Ein großer Tag für ihn war ein seltener Ausflug in den Speisesaal des Gebäudes im obersten Stockwerk, wo er mit einer jungen Kellnerin auf Deutsch sprechen konnte, eine Sprache, die er 1956 in Österreich perfektioniert hatte, als er für die Abrechnung einer Hilfsgruppe arbeitete sich um ungarische Flüchtlinge kümmern.

In Wien lernte er seine erste Frau kennen, die ebenfalls mit Flüchtlingen arbeitete. „Wir waren jung genug, um zu denken, dass es uns gut geht“, sagte er.

Als sich die Pandemie hinzog, enthüllte Herr Freeman-Atwood auch einige verletzliche Momente.

Ende März leitete er im zweiten Stock eine Einwohnerversammlung, die er seit seinem Einzug leitet. Draußen blühte die Stadt, die Forsythienbüsche leuchteten vielversprechend gelb. Im Nu strahlte die Sonne durch die Fenster.

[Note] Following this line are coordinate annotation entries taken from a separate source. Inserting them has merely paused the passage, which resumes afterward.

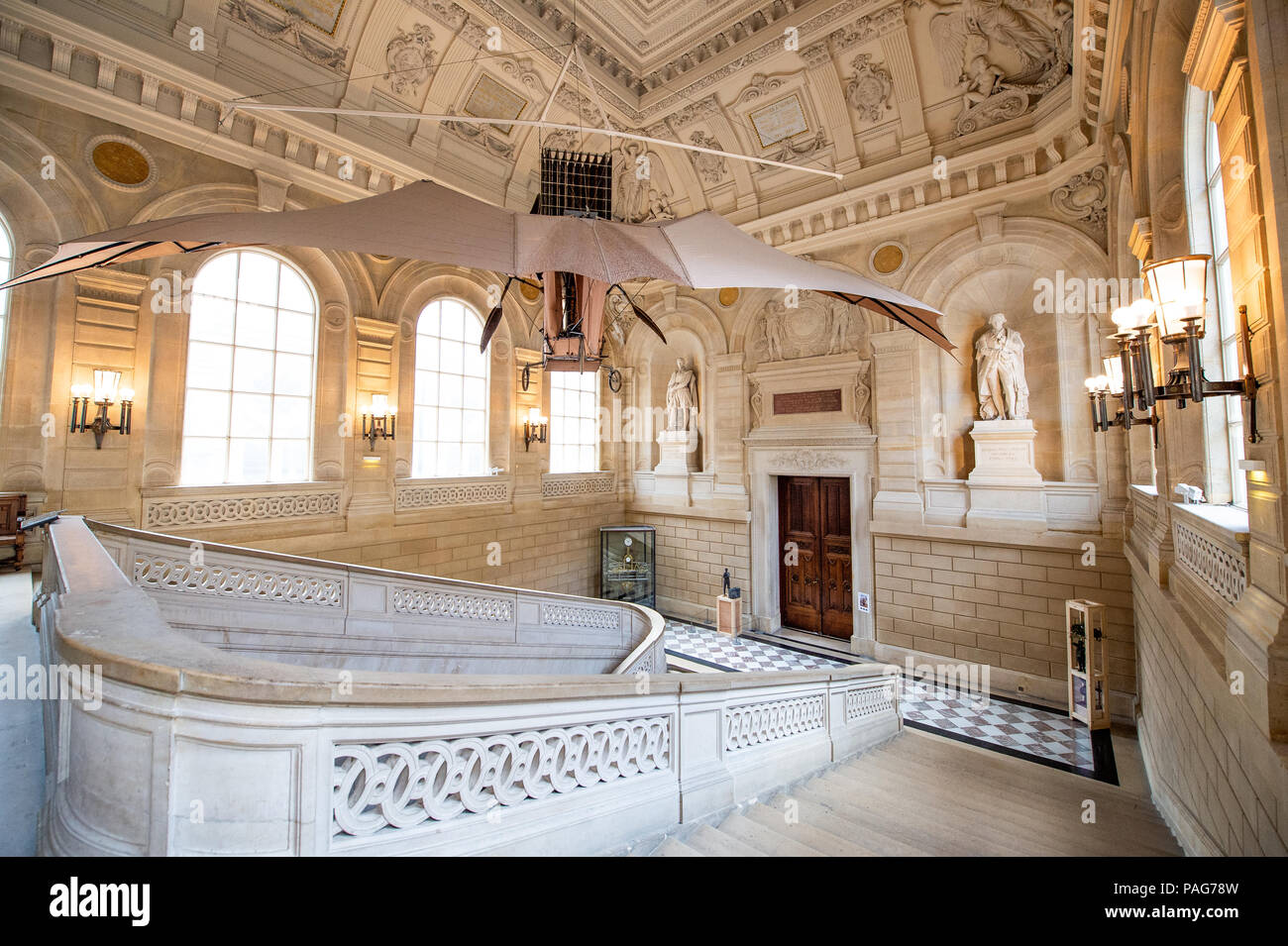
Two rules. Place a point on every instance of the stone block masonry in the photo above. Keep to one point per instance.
(1000, 605)
(692, 555)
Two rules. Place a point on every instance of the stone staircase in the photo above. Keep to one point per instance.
(919, 794)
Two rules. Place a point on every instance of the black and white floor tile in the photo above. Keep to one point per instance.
(1018, 730)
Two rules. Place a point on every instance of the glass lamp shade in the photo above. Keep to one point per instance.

„Es zog uns heraus und rief: ‚Komm raus, komm raus, komm raus und spiel’“, sagte Mr. Freeman-Atwood. “‘Du hattest deine beiden Moderna-Jabs, warum kannst du nicht rauskommen?’ Die Antwort lautet: „Nein, der Rest der Welt nicht. Und wann das sein wird, weiß niemand.“

Kanadas Pflegeheime waren die ersten Orte, an denen die Impfstoffe des Landes erhalten wurden, und bis Februar wurde jedem Bewohner dieser Heime in Ontario eine erste Dosis angeboten. Trotzdem haben sich die Beschränkungen nicht geändert.

Regierungsbeamte waren „so verbrannt von der schlechten Leistung, dass das Letzte, was sie wollten, der Minister sein sollte, der mehr Schlimmes zulässt“, sagte Dr. Samir Sinha, der Direktor für Geriatrie am Sinai Health System und dem University Health Network in Toronto. Er gehörte zu denen, die sich im vergangenen Frühjahr bei der Regierung für eine Lockerung der Beschränkungen einsetzten.

„Zu diesem Zeitpunkt“, sagte er, „sind die Risiken von Einsamkeit und sozialer Isolation weitaus größer, als in diesen Häusern an Covid zu sterben.“

Obwohl die Delta-Variante in den letzten Monaten Ontario erreicht hat, hat sie nicht die Schäden – oder Abschaltungen – wie in anderen Teilen der Welt verursacht, zum Teil wegen der hohen Impfrate. 82 Prozent der anspruchsberechtigten Bevölkerung der Provinz haben bis zum 11. August mindestens eine Impfdosis erhalten.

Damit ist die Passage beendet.